If you need/want to add yad or other graphical notifications and/or buttons then go for it.
But pacdiff -s alone will handle all of the pacnew/pacsave and permissions and editing and so on … so long as DIFFPROG is set to whatever your preferred editor is. If set to meld … then pacdiff -s will do what this utility does, but better (just without the graphical prompts) … so I humbly suggest you revisit this with these things in mind …
Once again:
yad = ok
circumventing pacdiff for no good reason = less ok

2 Likes

:joy: Use AI to dumb it down even more. The future.

I try to run this function after a big update, and handle the pacnew files then.
But at the moment, I don’t understand how to exclude path’s out of a find command.

pacnew() {

    sudo find / -iname '*.pacnew' -type f -print -not -path '/run/*'

    # todo try to exclude path's
    # sudo find / -iname '*.pacnew' -type f -not -path '/proc/*' -not -path '/run/*' -not -path '/timeshift/*' -not -path '/var/log/*' -not -path '.config/VSCodium/' -not -path '/timeshift/*' -print
}
find / -type f -name "*.pacnew" ! -path "/proc/*" ! -path "/run/*" 2>/dev/null

(I cant seem to force find to not look at /run/user/1000/ either)

Ah here we go:

sudo find / \( -path /proc -o -path /run -o -path /tmp \) -prune -o -type f -regex ".*\.pac\(new\|save\|orig\)" -print

and a bit smaller with regex:

sudo find / -regex /"\(proc\|tmp\|run\)" -prune -o -type f -regex ".*\.pac\(new\|save\|orig\)" -print

(added pacsave and pacorig too)

yes. its the tool for the job, but for some reason people avoid it.

1 Like

If you just want to list them wouldn’t pacdiff -o be a lot easier?

1 Like

That’s what Stefano is using. The find function question seems to be another project.

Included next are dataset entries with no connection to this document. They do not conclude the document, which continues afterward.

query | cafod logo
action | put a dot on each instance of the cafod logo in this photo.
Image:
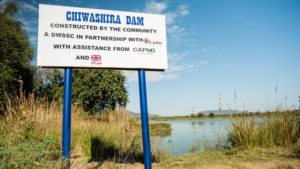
(144, 50)
(96, 60)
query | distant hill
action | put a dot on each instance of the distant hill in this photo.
(223, 112)
(138, 115)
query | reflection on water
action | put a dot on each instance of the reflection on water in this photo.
(192, 135)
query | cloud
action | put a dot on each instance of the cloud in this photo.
(183, 10)
(176, 66)
(28, 7)
(176, 32)
(155, 7)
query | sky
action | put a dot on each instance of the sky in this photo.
(215, 48)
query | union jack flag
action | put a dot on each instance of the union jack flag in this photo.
(95, 57)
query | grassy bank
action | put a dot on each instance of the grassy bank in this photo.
(280, 129)
(30, 136)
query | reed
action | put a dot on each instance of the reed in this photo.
(279, 129)
(30, 135)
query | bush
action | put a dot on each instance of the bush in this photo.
(200, 115)
(279, 129)
(211, 115)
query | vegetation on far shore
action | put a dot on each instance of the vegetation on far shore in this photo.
(30, 136)
(201, 116)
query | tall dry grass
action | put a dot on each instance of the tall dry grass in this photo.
(30, 135)
(278, 129)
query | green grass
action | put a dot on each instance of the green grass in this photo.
(30, 136)
(160, 129)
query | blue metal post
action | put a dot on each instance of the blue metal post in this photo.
(66, 130)
(144, 119)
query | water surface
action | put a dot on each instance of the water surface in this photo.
(189, 134)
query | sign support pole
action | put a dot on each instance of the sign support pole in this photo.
(144, 119)
(66, 130)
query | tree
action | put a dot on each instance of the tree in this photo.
(97, 90)
(16, 72)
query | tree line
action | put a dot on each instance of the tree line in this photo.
(95, 90)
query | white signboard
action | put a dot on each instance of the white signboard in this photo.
(92, 38)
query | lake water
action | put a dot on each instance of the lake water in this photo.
(194, 134)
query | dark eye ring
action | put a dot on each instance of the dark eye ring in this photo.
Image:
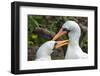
(64, 29)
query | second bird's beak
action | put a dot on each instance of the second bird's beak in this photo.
(61, 43)
(59, 34)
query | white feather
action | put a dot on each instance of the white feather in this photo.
(74, 51)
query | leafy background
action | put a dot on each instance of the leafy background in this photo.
(43, 28)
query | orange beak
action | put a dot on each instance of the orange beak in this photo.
(61, 43)
(59, 34)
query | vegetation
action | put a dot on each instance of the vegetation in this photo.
(43, 28)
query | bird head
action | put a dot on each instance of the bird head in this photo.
(56, 44)
(69, 27)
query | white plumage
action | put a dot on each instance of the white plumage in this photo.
(73, 51)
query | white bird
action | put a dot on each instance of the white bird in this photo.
(74, 32)
(45, 50)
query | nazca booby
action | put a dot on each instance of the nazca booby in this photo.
(74, 32)
(45, 50)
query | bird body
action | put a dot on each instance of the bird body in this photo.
(73, 51)
(45, 51)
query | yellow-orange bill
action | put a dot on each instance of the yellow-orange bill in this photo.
(61, 43)
(59, 34)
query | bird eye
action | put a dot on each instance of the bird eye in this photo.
(64, 29)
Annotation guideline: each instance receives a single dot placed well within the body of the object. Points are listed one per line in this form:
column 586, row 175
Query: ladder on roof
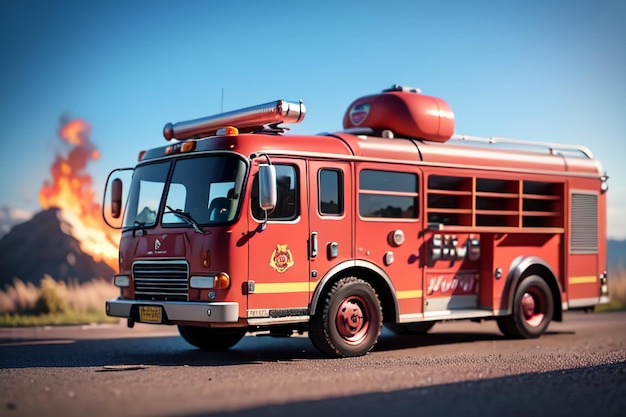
column 553, row 148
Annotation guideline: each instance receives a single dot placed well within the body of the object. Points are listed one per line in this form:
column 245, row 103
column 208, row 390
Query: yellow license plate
column 150, row 314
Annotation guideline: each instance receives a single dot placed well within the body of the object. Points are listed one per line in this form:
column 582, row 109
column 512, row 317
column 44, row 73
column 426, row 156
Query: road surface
column 578, row 368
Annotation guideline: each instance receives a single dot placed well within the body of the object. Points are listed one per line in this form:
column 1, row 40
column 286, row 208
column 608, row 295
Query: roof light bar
column 274, row 112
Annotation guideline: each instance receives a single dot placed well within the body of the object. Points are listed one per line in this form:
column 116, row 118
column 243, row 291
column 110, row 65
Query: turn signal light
column 217, row 282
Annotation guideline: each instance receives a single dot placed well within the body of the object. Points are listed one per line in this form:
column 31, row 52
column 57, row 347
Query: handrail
column 552, row 147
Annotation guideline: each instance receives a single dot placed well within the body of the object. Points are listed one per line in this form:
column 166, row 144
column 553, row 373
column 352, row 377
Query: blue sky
column 538, row 70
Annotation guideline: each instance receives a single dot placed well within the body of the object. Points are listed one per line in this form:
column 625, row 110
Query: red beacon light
column 227, row 131
column 405, row 112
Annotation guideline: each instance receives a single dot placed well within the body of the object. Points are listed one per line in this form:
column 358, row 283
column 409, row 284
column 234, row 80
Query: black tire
column 350, row 319
column 206, row 338
column 533, row 309
column 410, row 328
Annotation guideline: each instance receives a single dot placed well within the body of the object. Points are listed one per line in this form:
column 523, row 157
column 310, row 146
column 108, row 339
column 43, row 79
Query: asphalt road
column 577, row 369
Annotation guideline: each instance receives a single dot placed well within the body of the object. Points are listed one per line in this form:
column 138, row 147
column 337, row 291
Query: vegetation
column 617, row 290
column 55, row 303
column 58, row 303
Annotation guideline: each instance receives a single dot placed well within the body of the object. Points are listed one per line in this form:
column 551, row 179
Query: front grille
column 161, row 280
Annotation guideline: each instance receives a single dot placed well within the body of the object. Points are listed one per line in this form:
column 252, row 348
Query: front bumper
column 217, row 312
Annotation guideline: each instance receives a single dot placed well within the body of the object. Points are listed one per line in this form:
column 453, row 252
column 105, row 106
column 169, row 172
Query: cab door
column 278, row 283
column 331, row 225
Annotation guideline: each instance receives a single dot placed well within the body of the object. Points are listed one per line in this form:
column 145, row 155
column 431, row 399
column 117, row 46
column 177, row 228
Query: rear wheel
column 350, row 321
column 533, row 309
column 206, row 338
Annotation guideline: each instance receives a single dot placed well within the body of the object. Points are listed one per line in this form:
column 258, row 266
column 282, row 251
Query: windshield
column 202, row 191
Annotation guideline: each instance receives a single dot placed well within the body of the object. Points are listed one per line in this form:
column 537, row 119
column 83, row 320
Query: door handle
column 314, row 246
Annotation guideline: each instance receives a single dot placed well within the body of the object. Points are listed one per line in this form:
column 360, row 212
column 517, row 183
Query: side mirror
column 267, row 187
column 116, row 198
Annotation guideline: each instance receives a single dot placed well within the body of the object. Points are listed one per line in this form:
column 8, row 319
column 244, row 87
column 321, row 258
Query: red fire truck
column 237, row 227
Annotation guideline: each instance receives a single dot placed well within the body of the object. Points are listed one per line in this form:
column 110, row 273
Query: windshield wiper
column 187, row 218
column 139, row 226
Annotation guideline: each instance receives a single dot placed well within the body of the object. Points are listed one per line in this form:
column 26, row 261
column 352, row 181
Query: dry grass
column 617, row 290
column 54, row 302
column 23, row 304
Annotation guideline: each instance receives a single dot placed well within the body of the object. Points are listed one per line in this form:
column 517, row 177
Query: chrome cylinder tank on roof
column 274, row 112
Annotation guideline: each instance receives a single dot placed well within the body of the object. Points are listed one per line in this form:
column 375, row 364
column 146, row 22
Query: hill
column 45, row 245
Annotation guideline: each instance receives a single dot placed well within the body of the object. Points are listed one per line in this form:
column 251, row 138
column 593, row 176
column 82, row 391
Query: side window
column 388, row 194
column 287, row 198
column 330, row 192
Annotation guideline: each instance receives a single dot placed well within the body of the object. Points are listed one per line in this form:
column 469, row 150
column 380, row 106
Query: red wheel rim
column 533, row 306
column 353, row 318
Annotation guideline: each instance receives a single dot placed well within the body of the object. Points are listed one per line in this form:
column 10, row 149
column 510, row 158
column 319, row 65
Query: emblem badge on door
column 281, row 259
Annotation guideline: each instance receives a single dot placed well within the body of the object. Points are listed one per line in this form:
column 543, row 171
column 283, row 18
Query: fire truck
column 236, row 226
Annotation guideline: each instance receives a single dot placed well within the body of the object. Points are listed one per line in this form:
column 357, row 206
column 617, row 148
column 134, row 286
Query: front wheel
column 206, row 338
column 350, row 321
column 533, row 309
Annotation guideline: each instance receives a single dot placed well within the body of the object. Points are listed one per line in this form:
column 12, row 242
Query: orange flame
column 71, row 191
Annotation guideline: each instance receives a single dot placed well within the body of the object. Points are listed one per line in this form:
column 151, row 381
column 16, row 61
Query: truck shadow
column 136, row 353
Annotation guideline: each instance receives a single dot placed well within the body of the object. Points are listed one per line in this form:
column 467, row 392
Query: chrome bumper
column 218, row 312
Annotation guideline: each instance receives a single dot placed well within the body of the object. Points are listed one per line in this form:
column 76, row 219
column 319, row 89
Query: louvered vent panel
column 584, row 221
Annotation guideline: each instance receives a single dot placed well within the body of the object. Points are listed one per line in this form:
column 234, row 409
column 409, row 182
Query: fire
column 71, row 190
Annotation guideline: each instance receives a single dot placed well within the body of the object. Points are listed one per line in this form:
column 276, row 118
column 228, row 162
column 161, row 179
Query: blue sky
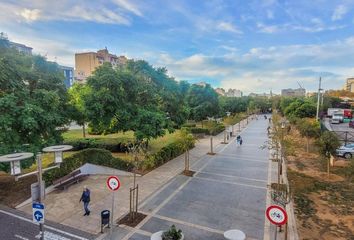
column 251, row 45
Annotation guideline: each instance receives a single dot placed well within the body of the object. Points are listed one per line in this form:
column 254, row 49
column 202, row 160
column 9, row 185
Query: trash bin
column 105, row 217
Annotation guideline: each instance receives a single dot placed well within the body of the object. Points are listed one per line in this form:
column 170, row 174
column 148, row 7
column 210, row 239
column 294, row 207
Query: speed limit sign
column 276, row 215
column 113, row 183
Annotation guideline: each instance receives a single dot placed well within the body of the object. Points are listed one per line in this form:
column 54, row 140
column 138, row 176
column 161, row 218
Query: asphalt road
column 14, row 225
column 228, row 191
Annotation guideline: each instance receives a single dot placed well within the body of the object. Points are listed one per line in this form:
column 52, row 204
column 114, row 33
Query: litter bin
column 105, row 217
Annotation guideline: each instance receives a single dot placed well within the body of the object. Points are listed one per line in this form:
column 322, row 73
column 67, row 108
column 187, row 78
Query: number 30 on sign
column 276, row 215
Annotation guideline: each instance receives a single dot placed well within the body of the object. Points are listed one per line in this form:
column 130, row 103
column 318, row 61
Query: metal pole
column 112, row 212
column 211, row 145
column 39, row 169
column 318, row 100
column 136, row 202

Sure, it would still just be great to know a universal method where I can use on different stuff aswell.

If you’re using pacdiff, then you’ve also got paclog installed too:

paclog --after=2023-07-01|paclog --warnings
[2023-07-29T02:20:59-0400] [ALPM] warning: directory permissions differ on /etc/credstore/
filesystem: 0  package: 700
[2023-07-29T02:20:59-0400] [ALPM] warning: directory permissions differ on /etc/credstore.encrypted/
filesystem: 0  package: 700
[2023-08-07T11:42:19-0400] [ALPM-SCRIPTLET] error: No package owns /usr/lib/perl5/5.36
[2023-08-08T22:40:27-0400] [ALPM] warning: directory permissions differ on /boot/
filesystem: 700  package: 755
[2023-08-11T12:14:07-0400] [ALPM] warning: /etc/ssh/sshd_config installed as /etc/ssh/sshd_config.pacnew
[2023-08-23T20:10:05-0400] [ALPM] warning: /etc/pacman.d/mirrorlist installed as /etc/pacman.d/mirrorlist.pacnew

:man_shrugging:

1 Like

Well manjaro-pacnew-checker now is at 0.2.0 version and i have correct my bad english, pacnew and pacsave are listed and i switched to a systemd service. Now any 3 hours the check start.

I’m thinking of adding the service to some program like pacman or manjaro-system to make it reach even the old installations. Toughts ?

Personally, I wouldn’t do that. Have it running as a pacman hook after updating, yes — that’s where it matters — but I for one wouldn’t want to have it running as a timer.